The lesson here is that you can't simply take every suggestion and run with it or you're going to get yourself into one hell of a bind. And there are some suggestions that, simply put, aren't terribly good ideas to begin with.

And while we'd all like to do work which a large audience responded positively to, that can't always be the case. For every fan pleased as punch that Brian Michael Bendis is writing a million books, there are others out there bellyaching about it. There will always be vocal trolls out there spreading their negative opinions about absolutely everything. Badmouthing every creative change in every book, crapping on every announcement, mocking every book, pooh-poohing every story line, ridiculing every movie based on rumor and a two-minute trailer and shouting down anybody that attempts to do something positive.

These trolls that seldom leave the comfort of their parents' basement don't represent the buying public. They seldom purchase anything, but exist instead to rain on others' parades while contributing nothing of any worth or value. Often these vocal nitwits are perceived as being the audience to those not paying attention and that's a real mistake. You see, there's no pleasing these counterfeit fans because they aren't fans in the first place. At best, they're voyeurs, getting their rocks off reading comics that they downloaded off the Internet for free, but as often they simply don't read anything other than press releases and posts from their fellow trolls, bickering about the state of the industry. You can't please these folks because they don't buy comics regardless of what you do to appease them. So these guys demand the return of a favorite writer to a favorite book and praise the editors when it happens - that that doesn't mean they'll actually purchase these books when the time comes. We've seen the triumphant return of writer after writer on book after book and time after time the triumph ends in tragedy as those books rot on the shelves. These guys don't follow through. (Which is not to say that every person that posts on a website is a non-reader, mind you, but often those that post the most, buy the least).

Is there a solution?

Well, maybe.

But it's going to take some work on the part of you, the faithful readers who actually plunk down your nickels to purchase these pulse-pounding periodicals on a regular basis. You need to let your voices be heard. And I know, I know - you have a job and a life - you don't have the kind of free time that a basement-dwelling, freeloading troll has, but if you want the kind of comics you want, it's important that you speak up and lend your voice to the chorus of real fans out there willing to share your opinions and let us all know what you'd really like to see and read.
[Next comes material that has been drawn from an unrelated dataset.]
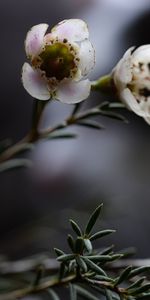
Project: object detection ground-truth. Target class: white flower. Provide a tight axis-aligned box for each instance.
[113,45,150,124]
[22,19,95,104]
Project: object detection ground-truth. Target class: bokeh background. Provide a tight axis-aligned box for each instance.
[0,0,150,259]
Right now, the only voice of yours we can hear is that of your wallet and that voice has been made clear enough but, like I said, it speaks in the broadest sense. It tells only part of the story. It's time you take back the Internet - spread the word of books you love and shout down the trolls that don't purchase anything but speak the loudest. Got a favorite book? Tell people about it! Go from message board to message board and let people know. Be intelligent and articulate and get the word out that comics are great and can be great. Comics are worth reading and it's up to all of us to spread the word!

You are the real editors! We exist to feed your hunger. We want to produce the kinds of comics that you want to read, but you need to tell us what those comics are! Your silence isn't helping! We want you to be engrossed and involved and entertained and enthralled. We want you to be coming back for more month after month. We want to make more good comics. We want to be able to continue to make a living doing the work we love to do.

There are good books coming out and plenty of good ones in the works. There are tons of cool new stuff and tons of cool old stuff getting collected into trade paperbacks. It's the best of the old and new! It's a great time to be a comic book reader! But it could be even better if we all let our voices be heard and let those calling the shots know who's really calling the shots and what we'd really like to be reading.

But that's just one fan's opinion. I'm willing to concede that I could be wrong.